Selon BFM Business, une enquête récente met en lumière des pratiques commerciales contestées au sein de la grande distribution concernant les produits bio. Les enseignes multiplient en effet les marges sur ces articles, suscitant des interrogations sur l'équité des prix pratiqués auprès des consommateurs. Ces révélations interviennent dans un contexte où l'agriculture biologique gagne en popularité, tout en restant soumise à des coûts de production élevés.

Ce qu'il faut retenir

  • Une enquête de BFM Business révèle que les marges sur les produits bio sont plus élevées que sur les produits conventionnels.
  • Les grandes surfaces seraient les principaux acteurs de cette pratique, malgré les coûts de production plus importants pour le bio.
  • Cette situation interroge sur la répartition de la valeur entre producteurs, distributeurs et consommateurs.

Des marges plus élevées sur le bio : une pratique généralisée ?

L'enquête menée par BFM Business montre que les enseignes de grande distribution appliquent des marges significativement plus importantes sur les produits issus de l'agriculture biologique. « Autant dire que les écarts de prix entre le bio et le conventionnel s'expliquent en partie par ces marges élevées », souligne un expert cité par la chaîne. Ces pratiques, bien que légales, posent question dans un marché où la demande pour le bio ne cesse de croître.

Côté consommateurs, ces différences de tarification peuvent peser sur le budget, alors que l'achat de produits bio est souvent motivé par des considérations éthiques et environnementales. Les associations de défense des consommateurs pourraient donc s'emparer du sujet pour exiger plus de transparence.

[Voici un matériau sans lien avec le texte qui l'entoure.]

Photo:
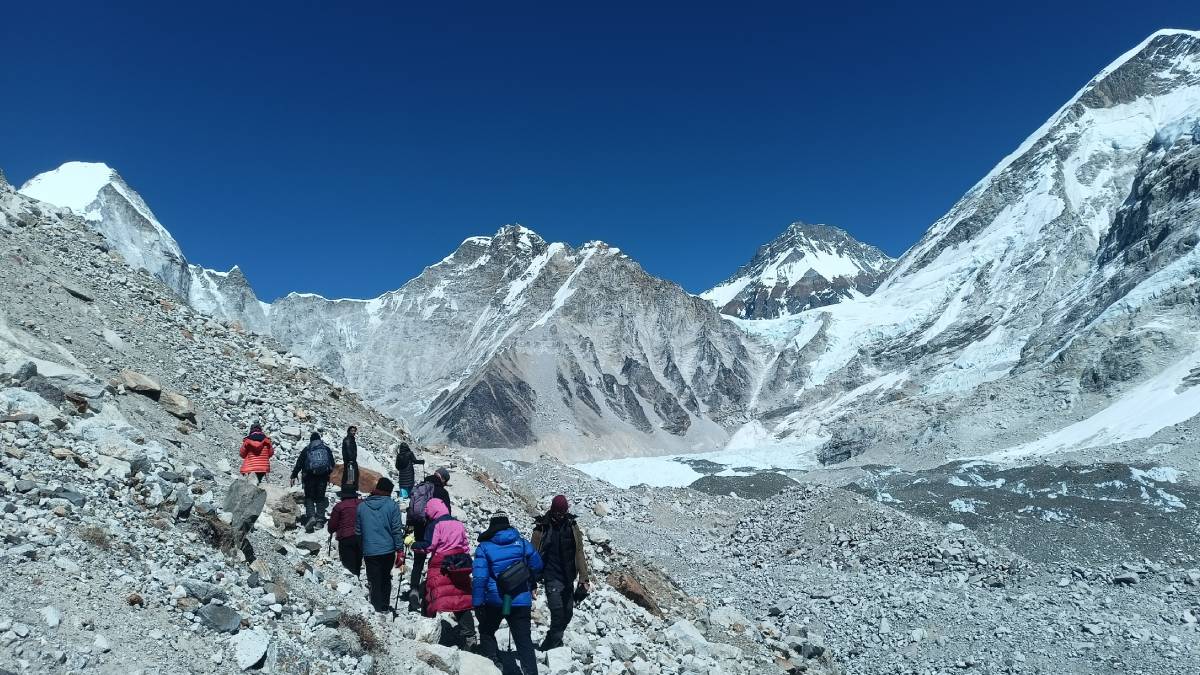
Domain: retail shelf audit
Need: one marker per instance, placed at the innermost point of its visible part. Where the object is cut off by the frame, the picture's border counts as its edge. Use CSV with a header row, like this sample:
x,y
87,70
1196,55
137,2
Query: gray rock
x,y
220,617
204,591
139,383
178,405
250,647
244,502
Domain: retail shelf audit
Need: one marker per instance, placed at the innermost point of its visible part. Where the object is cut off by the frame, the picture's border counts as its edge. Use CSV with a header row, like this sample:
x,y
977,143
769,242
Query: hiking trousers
x,y
349,551
379,579
561,601
316,502
519,619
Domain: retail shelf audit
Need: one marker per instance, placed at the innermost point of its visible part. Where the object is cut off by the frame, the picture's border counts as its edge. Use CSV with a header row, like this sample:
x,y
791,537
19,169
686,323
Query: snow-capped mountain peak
x,y
808,266
97,193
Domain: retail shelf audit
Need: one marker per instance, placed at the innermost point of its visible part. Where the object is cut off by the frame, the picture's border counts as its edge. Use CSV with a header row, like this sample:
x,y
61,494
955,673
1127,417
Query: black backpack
x,y
457,565
316,461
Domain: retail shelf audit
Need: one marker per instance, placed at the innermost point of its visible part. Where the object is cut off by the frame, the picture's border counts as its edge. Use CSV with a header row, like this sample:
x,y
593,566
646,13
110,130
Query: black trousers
x,y
561,601
351,475
349,551
379,579
316,503
490,617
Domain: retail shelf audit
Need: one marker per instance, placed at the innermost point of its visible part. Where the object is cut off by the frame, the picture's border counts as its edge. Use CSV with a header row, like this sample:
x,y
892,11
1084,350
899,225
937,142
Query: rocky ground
x,y
121,410
888,583
120,416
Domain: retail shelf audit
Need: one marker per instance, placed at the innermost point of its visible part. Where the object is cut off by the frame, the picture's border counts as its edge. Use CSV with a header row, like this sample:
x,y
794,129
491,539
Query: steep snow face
x,y
1063,278
515,342
99,195
808,266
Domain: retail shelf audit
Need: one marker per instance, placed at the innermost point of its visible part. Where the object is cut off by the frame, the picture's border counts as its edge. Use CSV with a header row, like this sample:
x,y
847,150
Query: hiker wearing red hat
x,y
558,539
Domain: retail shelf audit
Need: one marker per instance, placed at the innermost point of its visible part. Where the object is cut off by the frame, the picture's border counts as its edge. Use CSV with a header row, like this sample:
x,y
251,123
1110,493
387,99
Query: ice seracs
x,y
808,266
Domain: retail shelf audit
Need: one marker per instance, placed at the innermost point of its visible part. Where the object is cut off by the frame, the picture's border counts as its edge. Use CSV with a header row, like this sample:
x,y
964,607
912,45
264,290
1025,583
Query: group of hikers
x,y
495,585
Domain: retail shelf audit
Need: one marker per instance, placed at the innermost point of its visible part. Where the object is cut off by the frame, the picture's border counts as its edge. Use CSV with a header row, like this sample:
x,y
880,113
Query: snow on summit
x,y
73,185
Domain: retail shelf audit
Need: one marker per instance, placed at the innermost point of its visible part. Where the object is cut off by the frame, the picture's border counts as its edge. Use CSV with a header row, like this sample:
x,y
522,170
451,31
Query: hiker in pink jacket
x,y
448,580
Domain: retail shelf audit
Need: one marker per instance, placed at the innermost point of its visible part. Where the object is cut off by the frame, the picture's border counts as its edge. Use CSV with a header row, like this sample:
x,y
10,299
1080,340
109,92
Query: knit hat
x,y
497,523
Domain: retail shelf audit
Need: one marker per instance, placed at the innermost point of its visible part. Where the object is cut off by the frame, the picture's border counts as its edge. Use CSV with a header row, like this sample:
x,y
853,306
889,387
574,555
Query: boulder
x,y
220,617
250,647
475,664
178,405
139,383
244,502
203,591
627,585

Un secteur en tension entre coûts et rentabilité

Le bio représente un défi pour les producteurs, dont les coûts de production sont structurellement plus élevés que ceux de l'agriculture conventionnelle. Pourtant, les marges appliquées par la grande distribution ne reflètent pas toujours cette réalité économique. « Les distributeurs justifient ces prix par la logistique et les volumes traités, mais la question de la juste répartition de la valeur reste entière », analyse un économiste interrogé par BFM Business.

Cette situation pourrait, à terme, freiner l'essor du bio, notamment auprès des ménages les plus modestes. Les pouvoirs publics pourraient être amenés à intervenir pour encadrer ces pratiques, comme cela a déjà été évoqué pour d'autres secteurs sensibles.

Les acteurs du bio appellent à plus de transparence

Du côté des producteurs et des associations, la réaction est vive. « Nous demandons une véritable transparence sur les marges pratiquées par la grande distribution », déclare le porte-parole d'une fédération de producteurs bio. Ces derniers soulignent que leurs revenus ne couvrent pas toujours leurs coûts, alors que les marges des distributeurs s'envolent. « Sans une meilleure répartition, c'est tout l'écosystème du bio qui pourrait être fragilisé », prévient-il.

Les grandes surfaces, de leur côté, défendent leurs pratiques en mettant en avant les investissements nécessaires pour garantir la qualité et la traçabilité des produits bio. « Notre rôle est aussi de rendre ces produits accessibles au plus grand nombre, ce qui implique une gestion rigoureuse des marges », explique un représentant d'une enseigne majeure.

Et maintenant ?

La publication de cette enquête pourrait relancer le débat sur la régulation des marges dans la grande distribution, un sujet déjà abordé par les autorités en 2023. Une commission parlementaire pourrait être saisie d'ici la fin de l'année pour évaluer l'impact de ces pratiques sur les consommateurs et les producteurs. Par ailleurs, les associations de consommateurs pourraient multiplier les actions en justice pour obtenir des éclaircissements.

Dans l'attente de mesures concrètes, les consommateurs pourraient être incités à privilégier les circuits courts ou les magasins spécialisés, où les marges sont généralement moins élevées. Une tendance qui, si elle se confirme, pourrait redessiner les contours de la distribution alimentaire en France.

Les produits bio sont souvent plus chers en raison de coûts de production plus élevés (main-d'œuvre, certification, rendements moindres), mais aussi à cause des marges appliquées par la grande distribution, comme le révèle l'enquête de BFM Business.

Plusieurs pistes sont évoquées : une réglementation plus stricte sur les marges, une commission parlementaire pour évaluer l'impact économique, ou encore des actions en justice portées par les associations de consommateurs.